On the disclosure difficulties that beset the Claimant — including INSABI’s automatic deletion of emails after 15 days during active litigation and the wiping of rented laptops — the court declined to draw the adverse inferences pressed by the Defendants. While accepting that the Claimant’s disclosure process had taken a seriously wrong turn from the outset, Mr Justice Richard Smith was not satisfied that there had been deliberate concealment or cherry-picking of documents. The court noted that the scale of the problems was readily detectable and that the Claimant had taken extensive and expensive remedial steps, including the restoration of two separate sets of backup materials, which yielded results inconsistent with selective suppression. The court also declined to draw adverse inferences against the Defendants in respect of their own missing Signal messages and the unavailability of key witnesses, including Mr Dávila, while noting that the Defendants’ reliance on Signal conversations to fill critical evidential gaps could only take them so far given the broader documentary record.
Key Takeaways
- An English supplier’s written representation that it was “willing and able” to deliver 1,000 specialist medical ventilators within 21 days — made without a confirmed supply chain and over a single Easter weekend — can ground a claim in fraudulent misrepresentation where the court finds the seller knew, or was reckless as to whether, it could not perform.

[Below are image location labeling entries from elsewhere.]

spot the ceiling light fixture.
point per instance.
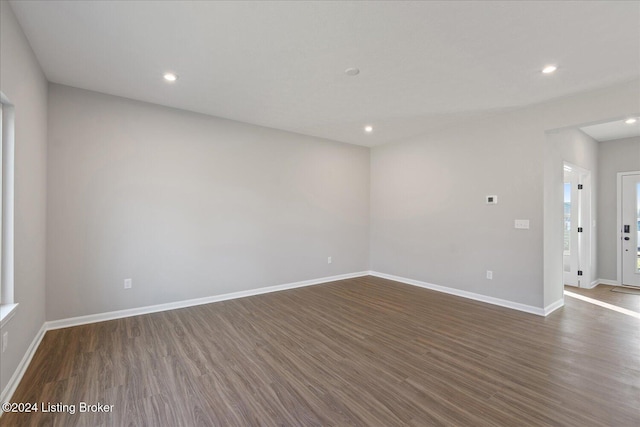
(352, 72)
(170, 77)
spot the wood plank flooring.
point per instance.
(363, 352)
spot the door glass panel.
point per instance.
(567, 218)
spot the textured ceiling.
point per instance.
(609, 131)
(423, 65)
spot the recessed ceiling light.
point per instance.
(170, 77)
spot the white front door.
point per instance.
(630, 230)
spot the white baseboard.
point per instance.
(553, 306)
(11, 386)
(471, 295)
(604, 282)
(101, 317)
(7, 393)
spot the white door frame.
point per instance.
(585, 215)
(619, 221)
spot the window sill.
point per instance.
(6, 313)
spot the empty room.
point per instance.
(320, 213)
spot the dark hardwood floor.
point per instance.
(366, 351)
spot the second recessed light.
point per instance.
(170, 77)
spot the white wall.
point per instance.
(23, 83)
(428, 217)
(620, 155)
(579, 149)
(191, 206)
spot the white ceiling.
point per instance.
(423, 65)
(609, 131)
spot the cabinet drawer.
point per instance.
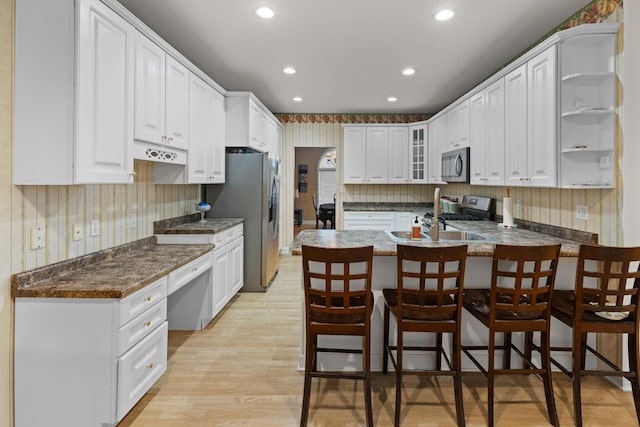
(138, 302)
(187, 272)
(135, 330)
(221, 238)
(140, 368)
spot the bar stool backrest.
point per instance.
(522, 281)
(430, 282)
(607, 280)
(337, 285)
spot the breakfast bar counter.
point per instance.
(477, 275)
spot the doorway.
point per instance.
(314, 173)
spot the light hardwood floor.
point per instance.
(241, 371)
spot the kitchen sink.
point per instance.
(461, 235)
(445, 235)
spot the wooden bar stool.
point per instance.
(604, 300)
(522, 281)
(338, 301)
(428, 298)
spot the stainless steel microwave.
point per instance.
(455, 165)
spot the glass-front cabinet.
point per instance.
(418, 153)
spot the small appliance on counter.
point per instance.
(472, 208)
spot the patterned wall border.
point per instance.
(349, 118)
(597, 11)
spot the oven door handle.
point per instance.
(458, 163)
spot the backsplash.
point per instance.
(57, 208)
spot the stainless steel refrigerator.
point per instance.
(251, 191)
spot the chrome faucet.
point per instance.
(435, 228)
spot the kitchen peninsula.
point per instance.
(478, 274)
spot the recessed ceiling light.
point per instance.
(444, 15)
(265, 12)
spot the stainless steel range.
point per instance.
(472, 208)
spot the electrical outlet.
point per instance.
(78, 232)
(95, 228)
(582, 212)
(37, 238)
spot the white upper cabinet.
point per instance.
(354, 155)
(541, 115)
(438, 144)
(377, 169)
(79, 119)
(250, 124)
(398, 150)
(418, 153)
(104, 96)
(486, 135)
(206, 128)
(587, 111)
(515, 126)
(458, 126)
(530, 122)
(376, 154)
(162, 96)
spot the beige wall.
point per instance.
(6, 306)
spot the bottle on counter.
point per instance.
(416, 230)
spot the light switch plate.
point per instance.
(582, 212)
(78, 231)
(95, 228)
(37, 238)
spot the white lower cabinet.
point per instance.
(140, 368)
(210, 292)
(85, 362)
(228, 276)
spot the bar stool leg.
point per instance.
(490, 378)
(457, 384)
(546, 378)
(507, 350)
(366, 365)
(576, 376)
(306, 394)
(385, 341)
(634, 358)
(398, 378)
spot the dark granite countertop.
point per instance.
(112, 273)
(384, 245)
(190, 224)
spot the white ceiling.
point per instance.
(349, 54)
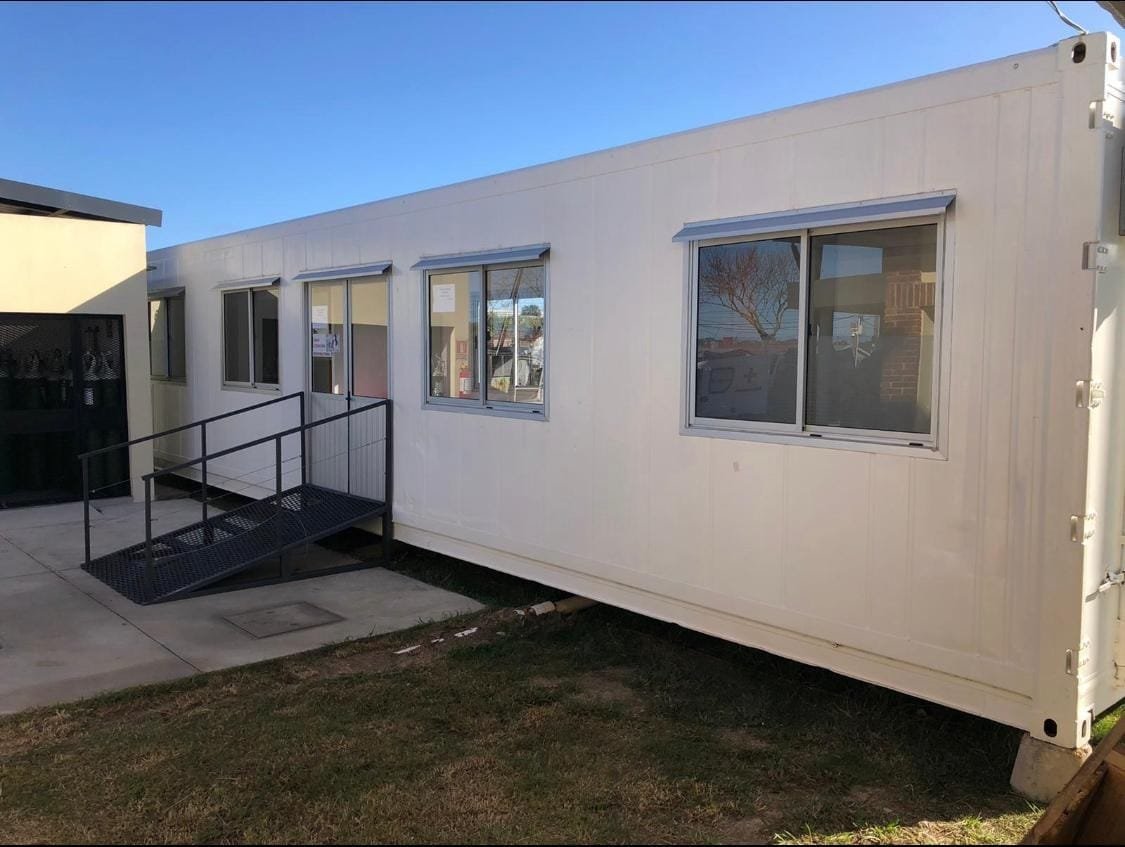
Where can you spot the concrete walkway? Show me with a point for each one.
(64, 634)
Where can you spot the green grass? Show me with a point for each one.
(601, 727)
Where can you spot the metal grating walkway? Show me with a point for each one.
(196, 556)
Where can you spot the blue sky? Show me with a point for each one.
(230, 115)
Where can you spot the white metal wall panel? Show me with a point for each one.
(932, 574)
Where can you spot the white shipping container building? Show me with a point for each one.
(842, 381)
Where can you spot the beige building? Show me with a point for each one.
(73, 343)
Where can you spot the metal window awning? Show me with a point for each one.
(263, 282)
(155, 294)
(857, 213)
(529, 253)
(351, 272)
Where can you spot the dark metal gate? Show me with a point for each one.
(62, 393)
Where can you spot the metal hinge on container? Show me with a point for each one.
(1081, 528)
(1110, 580)
(1088, 394)
(1095, 257)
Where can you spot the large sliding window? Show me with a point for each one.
(167, 336)
(250, 338)
(827, 331)
(487, 330)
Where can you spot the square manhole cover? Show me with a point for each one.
(278, 620)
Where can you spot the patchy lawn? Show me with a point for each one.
(601, 727)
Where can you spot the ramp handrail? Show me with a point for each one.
(276, 438)
(84, 458)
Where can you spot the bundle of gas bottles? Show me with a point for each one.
(41, 458)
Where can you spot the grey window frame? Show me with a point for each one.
(800, 431)
(163, 297)
(248, 291)
(483, 405)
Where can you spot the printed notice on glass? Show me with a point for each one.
(443, 298)
(325, 344)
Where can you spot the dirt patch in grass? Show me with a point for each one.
(599, 727)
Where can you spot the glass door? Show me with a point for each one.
(348, 366)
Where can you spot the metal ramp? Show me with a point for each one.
(222, 544)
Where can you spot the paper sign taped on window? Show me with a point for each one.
(325, 344)
(443, 298)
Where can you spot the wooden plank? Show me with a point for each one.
(1067, 812)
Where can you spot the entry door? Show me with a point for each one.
(348, 368)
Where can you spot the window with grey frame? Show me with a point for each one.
(167, 338)
(486, 327)
(250, 338)
(821, 332)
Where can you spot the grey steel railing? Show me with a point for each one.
(84, 458)
(276, 438)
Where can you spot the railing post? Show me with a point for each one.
(147, 535)
(388, 460)
(277, 526)
(86, 504)
(304, 472)
(203, 453)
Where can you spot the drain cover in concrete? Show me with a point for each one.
(289, 618)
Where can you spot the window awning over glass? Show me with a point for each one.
(528, 253)
(155, 294)
(351, 272)
(263, 282)
(820, 216)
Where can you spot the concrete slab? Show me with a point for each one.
(15, 561)
(64, 634)
(368, 603)
(57, 643)
(61, 546)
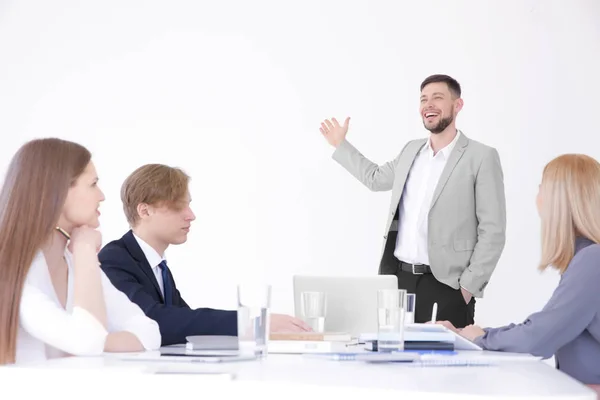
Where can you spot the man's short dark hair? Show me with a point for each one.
(452, 83)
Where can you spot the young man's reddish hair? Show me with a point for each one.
(153, 184)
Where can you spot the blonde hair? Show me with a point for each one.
(154, 184)
(570, 207)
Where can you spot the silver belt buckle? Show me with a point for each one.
(413, 268)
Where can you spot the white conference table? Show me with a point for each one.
(286, 376)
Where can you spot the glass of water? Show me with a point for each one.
(411, 303)
(254, 301)
(391, 305)
(313, 309)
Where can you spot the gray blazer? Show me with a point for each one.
(467, 219)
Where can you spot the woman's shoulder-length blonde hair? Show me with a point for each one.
(570, 207)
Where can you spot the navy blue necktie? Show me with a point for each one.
(167, 288)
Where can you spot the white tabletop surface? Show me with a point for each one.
(290, 376)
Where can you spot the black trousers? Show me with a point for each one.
(428, 290)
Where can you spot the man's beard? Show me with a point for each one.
(440, 126)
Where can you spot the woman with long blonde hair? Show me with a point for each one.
(568, 326)
(54, 298)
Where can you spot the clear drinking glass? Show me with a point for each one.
(411, 304)
(254, 301)
(314, 309)
(391, 305)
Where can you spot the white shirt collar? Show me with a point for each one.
(151, 255)
(446, 150)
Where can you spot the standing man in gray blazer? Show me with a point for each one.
(447, 219)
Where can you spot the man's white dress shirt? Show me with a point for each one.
(411, 243)
(154, 259)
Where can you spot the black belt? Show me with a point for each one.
(416, 269)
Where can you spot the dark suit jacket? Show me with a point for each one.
(125, 264)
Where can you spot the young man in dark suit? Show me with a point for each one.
(156, 201)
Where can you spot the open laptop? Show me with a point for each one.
(351, 300)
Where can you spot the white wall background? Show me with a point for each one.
(234, 91)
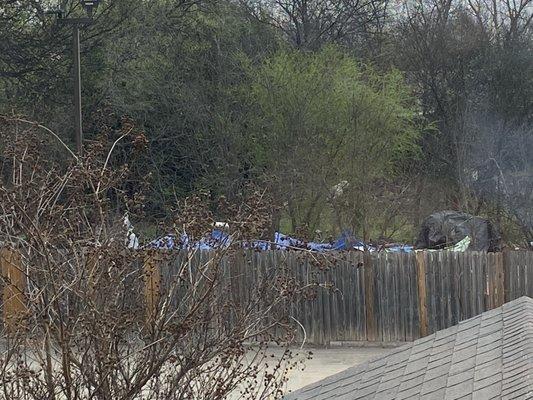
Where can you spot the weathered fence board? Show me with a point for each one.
(359, 296)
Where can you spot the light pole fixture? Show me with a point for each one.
(89, 6)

- Serious but non-deliberate disclosure failures by a foreign government claimant — including automatic email deletion and wiped devices — will not automatically attract adverse inferences if the court is satisfied the failures resulted from institutional incompetence rather than intentional concealment, and if remedial steps are taken.
- Courts will treat reliance on undocumented oral communications via ephemeral messaging platforms with heightened scepticism, particularly where defendants bear the burden of explaining critical absences in the documentary record and where the suggested conversations involved individuals unavailable to give evidence.
- A purported scheme to satisfy a supply obligation by re-attributing deliveries already made on a third party’s account — especially where forgery and backdating are alleged — can constitute a separate fraud vitiating any apparent performance of the original contract.
Why It Matters
This judgment is a significant post-pandemic reckoning for emergency procurement contracts entered under extreme time pressure. Governments worldwide made rapid, multi-million-dollar commitments to intermediary suppliers during COVID-19 who lacked verified supply chains, and many disputes over non-delivery or partial delivery remain unresolved. The decision provides important guidance on how English courts will assess fraudulent misrepresentation where a seller’s representations were made with unverified confidence and how the courts will weigh credibility in cases involving missing digital communications and unavailable witnesses.
The case also has broader relevance for international commercial disputes involving sovereign or quasi-sovereign claimants. The court’s nuanced treatment of the Claimant’s disclosure failures — acknowledging serious institutional failures without treating them as litigation misconduct — offers a template for how courts may balance the disclosure obligations of foreign public bodies, which operate under different records management cultures, against the principle that parties must not benefit from document loss.